Il motore della pellicola è infatti la riflessione che si instaura sulla morte e la possibilità di sopravvivere o meno. La protagonista interpretata da Nyong’o si è già isolata dal resto del mondo perché chiusa all’interno di un lutto che a primo impatto sembra essere causato dalla sua condizione, mentre, come scopriamo più avanti, la questione è più complessa. Il suo desiderio di smettere di vivere è dovuto al fatto che non ha più nulla per cui farlo, intrappolata in una morte apparente prima ancora che arrivi il fatidico giorno. Questa condizione viene completamente rivoluzionata nel momento in cui cominciano a piovere alieni sui grattacieli statunitensi.
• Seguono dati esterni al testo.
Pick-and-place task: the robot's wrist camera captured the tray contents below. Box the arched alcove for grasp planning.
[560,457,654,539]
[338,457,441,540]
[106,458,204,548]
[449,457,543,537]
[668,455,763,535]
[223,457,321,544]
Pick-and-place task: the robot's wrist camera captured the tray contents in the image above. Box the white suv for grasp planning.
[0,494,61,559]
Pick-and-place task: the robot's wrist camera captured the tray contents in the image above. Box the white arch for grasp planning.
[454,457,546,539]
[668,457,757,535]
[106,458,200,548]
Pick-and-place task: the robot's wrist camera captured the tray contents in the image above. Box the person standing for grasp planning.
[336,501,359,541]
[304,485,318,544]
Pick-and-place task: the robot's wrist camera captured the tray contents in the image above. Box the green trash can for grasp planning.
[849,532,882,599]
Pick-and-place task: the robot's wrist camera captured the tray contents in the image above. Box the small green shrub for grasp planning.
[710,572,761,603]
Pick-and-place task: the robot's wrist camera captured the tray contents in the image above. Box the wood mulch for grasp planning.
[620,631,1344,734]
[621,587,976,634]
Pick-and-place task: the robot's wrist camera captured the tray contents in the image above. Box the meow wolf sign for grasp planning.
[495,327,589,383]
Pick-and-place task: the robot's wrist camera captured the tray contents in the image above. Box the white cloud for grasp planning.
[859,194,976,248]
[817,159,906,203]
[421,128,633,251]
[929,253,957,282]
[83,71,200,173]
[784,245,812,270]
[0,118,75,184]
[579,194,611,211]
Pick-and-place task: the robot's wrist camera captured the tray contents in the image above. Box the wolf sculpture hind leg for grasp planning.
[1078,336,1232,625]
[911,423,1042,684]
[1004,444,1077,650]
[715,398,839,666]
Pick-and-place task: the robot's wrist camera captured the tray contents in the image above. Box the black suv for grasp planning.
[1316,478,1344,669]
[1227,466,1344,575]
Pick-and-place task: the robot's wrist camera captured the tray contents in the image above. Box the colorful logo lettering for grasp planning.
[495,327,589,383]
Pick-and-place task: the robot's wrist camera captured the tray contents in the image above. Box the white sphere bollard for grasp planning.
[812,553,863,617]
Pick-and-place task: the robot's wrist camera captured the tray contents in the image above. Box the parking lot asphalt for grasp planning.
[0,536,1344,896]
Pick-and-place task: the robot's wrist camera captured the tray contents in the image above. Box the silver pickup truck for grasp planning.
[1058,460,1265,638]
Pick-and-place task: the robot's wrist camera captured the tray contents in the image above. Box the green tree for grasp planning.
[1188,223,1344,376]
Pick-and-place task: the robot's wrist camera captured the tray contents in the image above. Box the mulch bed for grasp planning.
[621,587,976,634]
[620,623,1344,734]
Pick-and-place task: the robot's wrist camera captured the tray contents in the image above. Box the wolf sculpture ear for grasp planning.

Con queste premesse alle spalle il suo viaggio diventa un cammino spirituale verso la pace e non verso la sopravvivenza, una condizione comprensibile se guardiamo lei, ma che invece si allarga sorprendentemente a chi la circonda. Forse neanche l’Eric di Quinn sotto sotto vuole vivere, dal momento che, invece di scappare verso l’ipotetica salvezza, decide di accompagnare una donna conosciuta da poche ore (neanche troppo simpatica) verso quella che sembra a tutti gli effetti morte certa. Forse alla fine decide di provare a darsi una scossa solamente perché tiene troppo a Frodo, con tutta probabilità il gatto più mansueto, coccoloso e affettuoso dell’intero Nord America.

A Quiet Place: Giorno 1

“Dove hai lasciato il gatto?”

Ecco quindi che il finale di A Quiet Place: Giorno 1 rischia di diventare solamente un meccanismo narrativo utile a creare una rete con ciò che accadrà dopo (e che noi abbiamo già visto), tenendo ben presente di riservarsi anche uno spiraglio per qualcos’altro di nuovo da poter pensare per i capitoli che verranno. Ciò che rimane impresso è invece la voglia di raccontarci una “corsa” per sopravvivere fatta da dei personaggi che non sembrano interessati a farlo, anzi, con la protagonista che si rianima in tempo per l’avvento dell’apocalisse portato da cavalieri dall’udito sopraffino solo per trovare la sua strada verso la pace. Una trovata interessante che mette insieme due generi di film, collegando il tema del fine vita a quello della fine del mondo.